If the secondary index page of the record that needs to be inserted is not in the buffer and needs to be inserted into the B+ tree InsertBuffer, when do you merge? That is, when do I insert the data in the InsertBuffer into the secondary index B+ tree on disk? In general, there are three triggers:

  • The secondary index page is read into the buffer because of the SELECT statement.
  • Bitmap found that a page in InsertBuffer was out of free space.
  • Regular operation of MasterThread.

When a select is made, a secondary index page on disk is loaded into the buffer. If the secondary index has records in InsertBuffer, the records in the InserBuffer are added to the secondary index and wait for it to be written back. As you can see, the number of insertions to the page is reduced to one thanks to the InsertBuffer, so performance is greatly improved (for B+ tree maintenance, that’s another story).

If bitmap detects that an InsertBuffer page is about to fill up, it forces the corresponding secondary index page to be read from disk, and then inserts the InsertBuffer records that should be inserted into the page and the records to be inserted into the secondary index page, waiting for it to be written back.

MasterThread randomly selects pages for merge inserts to be fair.

2.4.2. Write twice

Write twice is essentially to ensure data consistency in the event of an outage. Redo logs record physical operations on the page, and there is no point in redo if the page itself has already been corrupted.

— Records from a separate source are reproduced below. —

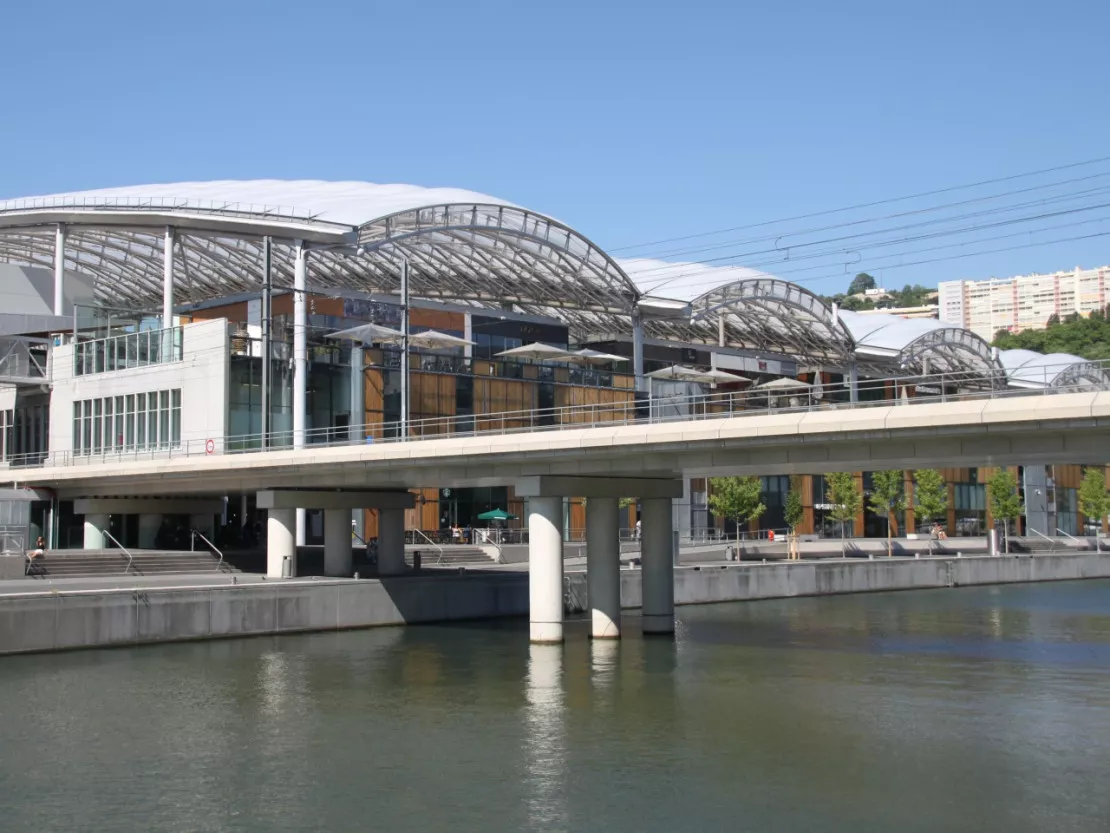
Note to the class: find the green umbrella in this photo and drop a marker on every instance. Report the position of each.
(496, 514)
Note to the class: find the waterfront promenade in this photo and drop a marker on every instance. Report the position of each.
(101, 612)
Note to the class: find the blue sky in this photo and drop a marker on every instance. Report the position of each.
(632, 121)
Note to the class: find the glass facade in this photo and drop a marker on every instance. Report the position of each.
(129, 350)
(129, 422)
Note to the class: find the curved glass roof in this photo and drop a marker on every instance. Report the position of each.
(1030, 369)
(462, 247)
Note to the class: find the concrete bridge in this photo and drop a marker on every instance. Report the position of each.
(603, 463)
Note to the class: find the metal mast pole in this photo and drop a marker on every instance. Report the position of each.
(264, 315)
(404, 347)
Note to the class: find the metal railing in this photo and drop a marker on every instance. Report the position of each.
(720, 404)
(192, 544)
(123, 549)
(437, 548)
(1047, 538)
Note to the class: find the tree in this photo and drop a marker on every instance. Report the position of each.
(860, 283)
(794, 512)
(1005, 501)
(846, 500)
(738, 499)
(887, 499)
(930, 498)
(1093, 500)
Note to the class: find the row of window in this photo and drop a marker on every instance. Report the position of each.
(132, 422)
(130, 350)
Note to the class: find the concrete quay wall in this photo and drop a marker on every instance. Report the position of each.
(749, 582)
(57, 621)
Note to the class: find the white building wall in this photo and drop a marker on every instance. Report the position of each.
(1025, 302)
(201, 374)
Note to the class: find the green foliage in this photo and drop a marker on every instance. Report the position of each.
(1093, 500)
(860, 283)
(887, 497)
(930, 494)
(843, 494)
(845, 498)
(1002, 491)
(1087, 337)
(794, 510)
(738, 499)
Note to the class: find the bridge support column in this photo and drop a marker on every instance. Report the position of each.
(93, 531)
(281, 537)
(391, 541)
(545, 569)
(603, 566)
(339, 558)
(149, 524)
(658, 566)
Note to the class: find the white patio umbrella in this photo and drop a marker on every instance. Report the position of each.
(679, 373)
(594, 357)
(535, 350)
(436, 339)
(369, 332)
(784, 384)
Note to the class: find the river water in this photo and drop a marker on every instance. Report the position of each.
(970, 710)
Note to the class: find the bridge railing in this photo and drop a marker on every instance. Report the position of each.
(907, 391)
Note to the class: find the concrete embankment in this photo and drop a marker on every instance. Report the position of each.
(750, 582)
(57, 619)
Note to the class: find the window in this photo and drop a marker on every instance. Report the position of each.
(137, 421)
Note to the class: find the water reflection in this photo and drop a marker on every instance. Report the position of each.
(545, 743)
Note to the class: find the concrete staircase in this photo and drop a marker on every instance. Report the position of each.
(453, 555)
(89, 563)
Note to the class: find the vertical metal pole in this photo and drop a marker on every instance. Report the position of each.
(637, 349)
(300, 344)
(404, 347)
(168, 279)
(265, 321)
(59, 268)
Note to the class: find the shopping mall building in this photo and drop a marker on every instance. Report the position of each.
(138, 321)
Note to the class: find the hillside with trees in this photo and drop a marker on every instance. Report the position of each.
(909, 295)
(1087, 337)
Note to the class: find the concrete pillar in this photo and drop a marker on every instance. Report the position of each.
(545, 569)
(149, 524)
(658, 566)
(603, 566)
(391, 542)
(281, 525)
(337, 550)
(59, 269)
(93, 531)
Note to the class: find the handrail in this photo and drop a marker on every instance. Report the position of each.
(715, 404)
(440, 549)
(131, 558)
(1041, 534)
(198, 533)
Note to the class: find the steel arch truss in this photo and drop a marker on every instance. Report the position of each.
(949, 350)
(483, 256)
(768, 313)
(1082, 377)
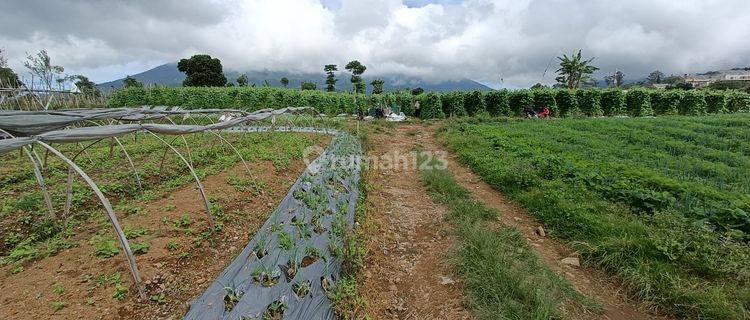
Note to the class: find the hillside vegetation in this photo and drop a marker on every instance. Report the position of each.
(562, 102)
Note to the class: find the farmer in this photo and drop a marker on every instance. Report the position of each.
(529, 113)
(544, 113)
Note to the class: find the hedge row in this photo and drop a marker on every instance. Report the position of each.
(561, 102)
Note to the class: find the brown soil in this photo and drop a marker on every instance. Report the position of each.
(402, 279)
(178, 275)
(593, 283)
(406, 255)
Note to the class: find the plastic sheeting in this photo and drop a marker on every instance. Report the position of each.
(43, 122)
(24, 123)
(291, 263)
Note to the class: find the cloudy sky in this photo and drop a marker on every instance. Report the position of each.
(484, 40)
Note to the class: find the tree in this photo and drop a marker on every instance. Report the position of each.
(242, 80)
(357, 69)
(202, 71)
(8, 78)
(3, 59)
(574, 70)
(307, 85)
(86, 86)
(130, 82)
(615, 80)
(655, 77)
(377, 86)
(330, 77)
(41, 66)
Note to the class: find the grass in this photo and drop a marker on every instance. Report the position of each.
(662, 203)
(504, 277)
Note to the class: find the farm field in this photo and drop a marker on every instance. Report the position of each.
(74, 269)
(661, 202)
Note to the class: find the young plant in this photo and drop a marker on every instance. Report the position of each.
(275, 311)
(285, 240)
(301, 289)
(232, 297)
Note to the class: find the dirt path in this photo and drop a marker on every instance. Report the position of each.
(407, 255)
(592, 283)
(406, 259)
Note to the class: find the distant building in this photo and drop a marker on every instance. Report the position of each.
(705, 79)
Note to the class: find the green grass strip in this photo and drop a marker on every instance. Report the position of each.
(504, 276)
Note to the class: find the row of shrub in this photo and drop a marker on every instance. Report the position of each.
(561, 102)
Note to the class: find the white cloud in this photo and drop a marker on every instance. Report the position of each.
(479, 39)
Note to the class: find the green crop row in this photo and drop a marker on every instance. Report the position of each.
(561, 102)
(664, 203)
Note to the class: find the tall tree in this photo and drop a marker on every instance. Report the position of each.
(130, 82)
(307, 85)
(86, 86)
(615, 80)
(8, 78)
(330, 77)
(41, 66)
(242, 80)
(357, 69)
(655, 77)
(574, 70)
(202, 71)
(377, 86)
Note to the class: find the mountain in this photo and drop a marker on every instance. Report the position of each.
(168, 75)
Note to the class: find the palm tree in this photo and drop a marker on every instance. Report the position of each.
(574, 70)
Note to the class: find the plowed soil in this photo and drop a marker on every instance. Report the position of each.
(404, 274)
(173, 277)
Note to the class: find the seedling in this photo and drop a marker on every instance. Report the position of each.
(172, 245)
(275, 310)
(285, 240)
(120, 292)
(267, 276)
(301, 289)
(140, 247)
(232, 297)
(58, 305)
(58, 288)
(160, 298)
(260, 246)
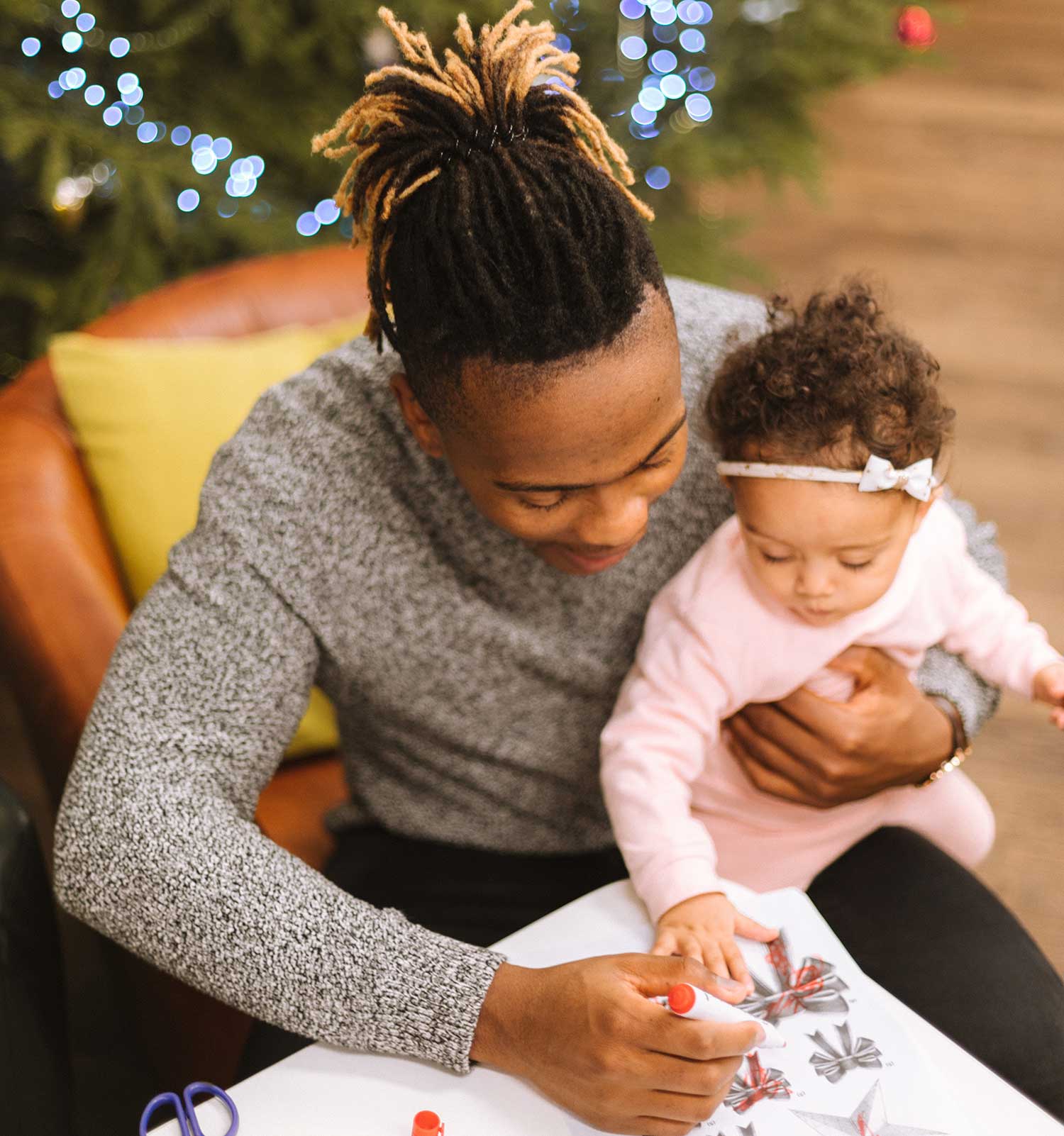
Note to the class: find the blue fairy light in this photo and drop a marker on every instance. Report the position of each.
(204, 162)
(633, 47)
(698, 107)
(663, 62)
(307, 224)
(673, 87)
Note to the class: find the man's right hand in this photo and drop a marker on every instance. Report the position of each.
(588, 1035)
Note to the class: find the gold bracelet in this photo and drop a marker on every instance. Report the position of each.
(962, 749)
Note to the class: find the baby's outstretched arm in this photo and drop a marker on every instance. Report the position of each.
(704, 928)
(1049, 688)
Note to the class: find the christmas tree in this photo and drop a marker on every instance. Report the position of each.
(145, 139)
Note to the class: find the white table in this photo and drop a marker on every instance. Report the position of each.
(323, 1091)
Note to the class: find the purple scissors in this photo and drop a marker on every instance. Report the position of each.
(186, 1109)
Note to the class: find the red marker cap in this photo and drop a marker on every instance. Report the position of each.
(681, 998)
(428, 1124)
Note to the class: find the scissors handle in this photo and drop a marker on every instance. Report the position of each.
(157, 1102)
(200, 1087)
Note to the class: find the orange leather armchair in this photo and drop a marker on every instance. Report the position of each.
(62, 606)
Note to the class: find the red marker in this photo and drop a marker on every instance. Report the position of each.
(428, 1124)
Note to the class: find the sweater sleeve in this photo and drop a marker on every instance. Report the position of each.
(653, 747)
(947, 674)
(157, 847)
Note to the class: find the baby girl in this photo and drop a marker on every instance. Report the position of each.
(831, 428)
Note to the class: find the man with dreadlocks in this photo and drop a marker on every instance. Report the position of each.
(424, 530)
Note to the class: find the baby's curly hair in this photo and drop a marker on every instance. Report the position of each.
(835, 382)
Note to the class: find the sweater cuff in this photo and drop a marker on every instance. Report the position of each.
(428, 1000)
(679, 881)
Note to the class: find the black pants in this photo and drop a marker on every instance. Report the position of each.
(915, 920)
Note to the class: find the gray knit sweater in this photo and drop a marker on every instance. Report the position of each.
(471, 682)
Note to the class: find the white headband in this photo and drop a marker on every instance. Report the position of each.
(877, 474)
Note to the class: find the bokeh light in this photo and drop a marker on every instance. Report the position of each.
(698, 107)
(633, 47)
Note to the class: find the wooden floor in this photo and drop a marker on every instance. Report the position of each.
(946, 184)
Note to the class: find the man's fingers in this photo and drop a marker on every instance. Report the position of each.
(865, 664)
(749, 928)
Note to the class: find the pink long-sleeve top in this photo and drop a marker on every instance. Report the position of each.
(683, 813)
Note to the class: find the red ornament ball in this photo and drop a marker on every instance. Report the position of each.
(916, 28)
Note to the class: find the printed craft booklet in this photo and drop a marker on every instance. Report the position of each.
(849, 1067)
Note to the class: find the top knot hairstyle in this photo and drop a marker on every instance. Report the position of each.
(494, 204)
(835, 382)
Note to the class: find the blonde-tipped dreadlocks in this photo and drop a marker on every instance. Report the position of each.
(519, 238)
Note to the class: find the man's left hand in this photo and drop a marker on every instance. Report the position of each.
(814, 751)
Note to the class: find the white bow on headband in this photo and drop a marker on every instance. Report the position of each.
(877, 474)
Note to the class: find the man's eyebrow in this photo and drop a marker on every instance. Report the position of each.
(868, 547)
(528, 488)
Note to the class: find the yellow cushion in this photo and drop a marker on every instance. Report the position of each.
(149, 416)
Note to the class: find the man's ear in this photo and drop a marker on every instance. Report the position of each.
(423, 428)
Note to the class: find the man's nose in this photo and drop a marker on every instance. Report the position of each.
(611, 519)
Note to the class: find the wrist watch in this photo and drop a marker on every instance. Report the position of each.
(960, 745)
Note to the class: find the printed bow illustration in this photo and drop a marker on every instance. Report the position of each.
(916, 479)
(813, 986)
(758, 1085)
(835, 1064)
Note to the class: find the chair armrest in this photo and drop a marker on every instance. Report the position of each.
(62, 601)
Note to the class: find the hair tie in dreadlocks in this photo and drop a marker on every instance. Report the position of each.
(526, 243)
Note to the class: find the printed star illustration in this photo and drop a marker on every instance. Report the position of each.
(868, 1119)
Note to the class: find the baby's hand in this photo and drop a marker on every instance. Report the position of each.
(1049, 688)
(704, 928)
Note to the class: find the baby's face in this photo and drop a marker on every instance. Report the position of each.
(822, 549)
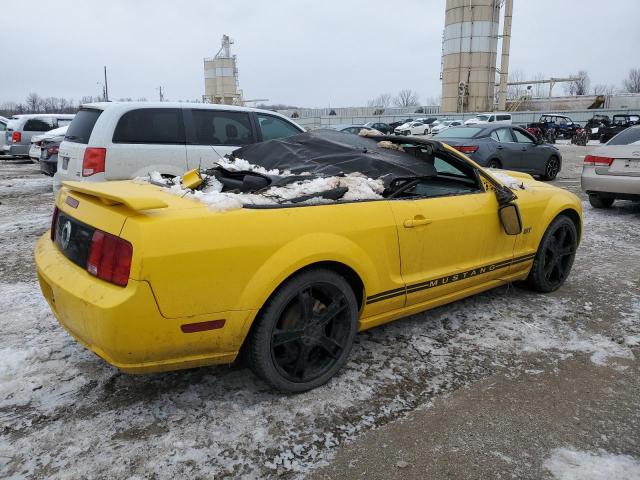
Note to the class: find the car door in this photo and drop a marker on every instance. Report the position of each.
(531, 156)
(449, 233)
(147, 140)
(214, 133)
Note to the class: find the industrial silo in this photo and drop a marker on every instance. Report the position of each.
(221, 76)
(469, 49)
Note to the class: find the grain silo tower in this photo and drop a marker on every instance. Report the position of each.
(469, 51)
(221, 76)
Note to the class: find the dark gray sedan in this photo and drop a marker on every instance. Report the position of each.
(505, 146)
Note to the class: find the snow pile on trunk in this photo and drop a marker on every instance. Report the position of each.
(303, 192)
(511, 182)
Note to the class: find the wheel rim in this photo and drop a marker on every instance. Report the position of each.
(552, 167)
(559, 251)
(311, 333)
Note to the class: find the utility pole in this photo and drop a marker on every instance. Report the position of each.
(106, 85)
(504, 62)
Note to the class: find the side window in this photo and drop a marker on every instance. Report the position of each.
(35, 125)
(452, 178)
(503, 135)
(274, 127)
(222, 127)
(151, 125)
(521, 137)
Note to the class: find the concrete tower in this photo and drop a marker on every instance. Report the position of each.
(469, 51)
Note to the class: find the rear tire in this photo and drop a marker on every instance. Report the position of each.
(597, 201)
(554, 259)
(305, 332)
(551, 168)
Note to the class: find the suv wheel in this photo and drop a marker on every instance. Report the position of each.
(597, 201)
(305, 332)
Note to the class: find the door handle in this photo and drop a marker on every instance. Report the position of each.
(417, 221)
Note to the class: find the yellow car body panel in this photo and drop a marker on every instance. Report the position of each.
(191, 264)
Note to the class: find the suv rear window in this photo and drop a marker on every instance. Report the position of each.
(81, 126)
(152, 126)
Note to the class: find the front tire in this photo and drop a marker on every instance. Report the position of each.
(305, 332)
(597, 201)
(554, 259)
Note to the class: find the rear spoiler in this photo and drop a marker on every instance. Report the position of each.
(119, 193)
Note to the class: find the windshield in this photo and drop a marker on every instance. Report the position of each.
(630, 136)
(459, 132)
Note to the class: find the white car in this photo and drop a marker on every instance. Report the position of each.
(36, 142)
(124, 140)
(416, 127)
(483, 118)
(443, 125)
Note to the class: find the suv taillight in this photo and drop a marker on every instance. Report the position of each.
(110, 258)
(466, 148)
(54, 219)
(597, 160)
(93, 161)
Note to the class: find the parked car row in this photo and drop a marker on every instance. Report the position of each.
(21, 128)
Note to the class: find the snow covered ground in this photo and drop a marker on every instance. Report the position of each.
(66, 414)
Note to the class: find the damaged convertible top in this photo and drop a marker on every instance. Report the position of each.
(328, 153)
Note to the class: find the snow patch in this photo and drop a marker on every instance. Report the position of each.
(571, 464)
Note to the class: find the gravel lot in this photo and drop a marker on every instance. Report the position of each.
(66, 414)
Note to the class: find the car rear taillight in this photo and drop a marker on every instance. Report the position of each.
(466, 148)
(110, 258)
(93, 161)
(54, 219)
(597, 160)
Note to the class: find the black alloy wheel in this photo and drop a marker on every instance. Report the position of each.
(305, 333)
(551, 168)
(555, 256)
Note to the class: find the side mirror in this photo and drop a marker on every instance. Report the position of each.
(510, 219)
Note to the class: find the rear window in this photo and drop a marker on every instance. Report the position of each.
(459, 132)
(151, 126)
(221, 127)
(36, 125)
(82, 125)
(630, 136)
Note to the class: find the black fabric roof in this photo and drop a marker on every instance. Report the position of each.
(328, 153)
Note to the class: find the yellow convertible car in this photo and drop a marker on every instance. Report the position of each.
(289, 247)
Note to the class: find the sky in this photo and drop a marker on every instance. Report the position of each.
(304, 53)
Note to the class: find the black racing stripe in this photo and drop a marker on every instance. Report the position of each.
(454, 277)
(385, 293)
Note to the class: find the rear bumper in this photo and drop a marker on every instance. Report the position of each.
(612, 184)
(17, 150)
(123, 325)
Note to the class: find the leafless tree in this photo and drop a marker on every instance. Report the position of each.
(383, 100)
(33, 102)
(579, 86)
(632, 82)
(406, 98)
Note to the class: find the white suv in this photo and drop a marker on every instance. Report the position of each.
(123, 140)
(483, 118)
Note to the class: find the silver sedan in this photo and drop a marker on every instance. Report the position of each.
(613, 171)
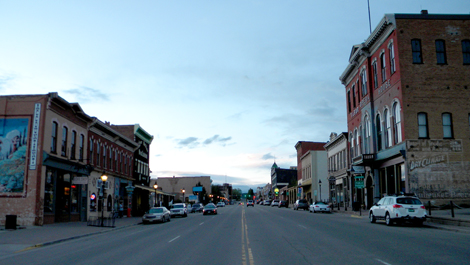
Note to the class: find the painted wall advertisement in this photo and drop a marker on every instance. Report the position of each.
(13, 144)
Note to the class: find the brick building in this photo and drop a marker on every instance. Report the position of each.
(408, 107)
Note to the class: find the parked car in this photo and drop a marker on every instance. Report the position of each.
(178, 209)
(210, 208)
(319, 207)
(197, 208)
(283, 203)
(156, 214)
(398, 209)
(301, 204)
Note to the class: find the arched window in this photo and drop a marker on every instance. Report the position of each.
(388, 129)
(397, 123)
(378, 127)
(447, 125)
(423, 125)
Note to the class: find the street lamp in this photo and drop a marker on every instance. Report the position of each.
(155, 186)
(319, 183)
(103, 180)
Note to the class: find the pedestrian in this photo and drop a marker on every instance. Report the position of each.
(121, 210)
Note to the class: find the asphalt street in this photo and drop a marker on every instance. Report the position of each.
(258, 235)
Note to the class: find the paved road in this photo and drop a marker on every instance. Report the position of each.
(258, 235)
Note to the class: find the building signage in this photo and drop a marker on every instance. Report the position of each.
(427, 161)
(35, 137)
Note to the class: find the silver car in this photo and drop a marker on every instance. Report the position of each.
(156, 214)
(178, 209)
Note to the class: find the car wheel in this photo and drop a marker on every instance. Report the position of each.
(371, 217)
(388, 221)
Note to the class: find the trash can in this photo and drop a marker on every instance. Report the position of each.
(10, 222)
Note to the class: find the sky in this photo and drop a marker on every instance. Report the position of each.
(226, 87)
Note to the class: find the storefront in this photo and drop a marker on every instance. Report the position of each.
(65, 190)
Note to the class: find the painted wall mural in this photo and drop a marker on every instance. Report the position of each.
(13, 144)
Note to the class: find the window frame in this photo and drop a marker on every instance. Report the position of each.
(448, 126)
(424, 125)
(441, 55)
(416, 51)
(466, 52)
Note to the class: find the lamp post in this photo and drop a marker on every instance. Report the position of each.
(103, 180)
(319, 183)
(155, 186)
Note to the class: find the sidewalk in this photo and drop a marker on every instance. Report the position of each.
(36, 236)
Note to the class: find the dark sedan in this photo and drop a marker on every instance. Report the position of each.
(210, 208)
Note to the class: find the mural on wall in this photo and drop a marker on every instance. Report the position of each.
(13, 144)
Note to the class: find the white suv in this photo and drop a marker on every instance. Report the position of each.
(398, 209)
(179, 209)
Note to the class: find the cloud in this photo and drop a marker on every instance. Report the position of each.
(86, 94)
(190, 142)
(268, 156)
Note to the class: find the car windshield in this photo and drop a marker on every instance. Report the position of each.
(413, 201)
(156, 210)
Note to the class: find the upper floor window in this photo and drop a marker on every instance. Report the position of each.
(73, 148)
(447, 125)
(54, 137)
(397, 122)
(441, 52)
(64, 141)
(354, 96)
(388, 130)
(374, 69)
(378, 128)
(364, 83)
(349, 101)
(416, 51)
(423, 125)
(104, 156)
(466, 51)
(392, 58)
(91, 151)
(383, 67)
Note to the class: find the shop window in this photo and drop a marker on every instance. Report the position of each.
(54, 137)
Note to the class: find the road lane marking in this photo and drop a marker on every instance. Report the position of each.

Doublewrite consists of two parts, a 2MB buffer in the buffer and a 2MB space on disk (allocated consecutively). Each time a dirty page is written back, the dirty pages are copied to doubleWrite’s buffer, then written to disk 1MB at a time, and the dirty pages are flushed.

2.4.3. Adaptive hash index

For some hot index queries, InnoDB will automatically create hash indexes for quick indexing. Instead of traversing the entire B+ tree, the hash index is the value of the index column or the query key, and the hash index is the value of the leaf node of the B+ tree, which is usually an index page structure.

2.4.4. Asynchronous I/o

To improve disk performance, asynchronous I/O operations are commonly used, which are generally provided by the OS.

2.4.5. Refresh adjacency pages

When InnoDB refreshes a page, it checks for other pages in the partition that the page is in. If there are dirty pages, it refreshes them in one block, so that sequential IO can be used to combine multiple IO operations into one.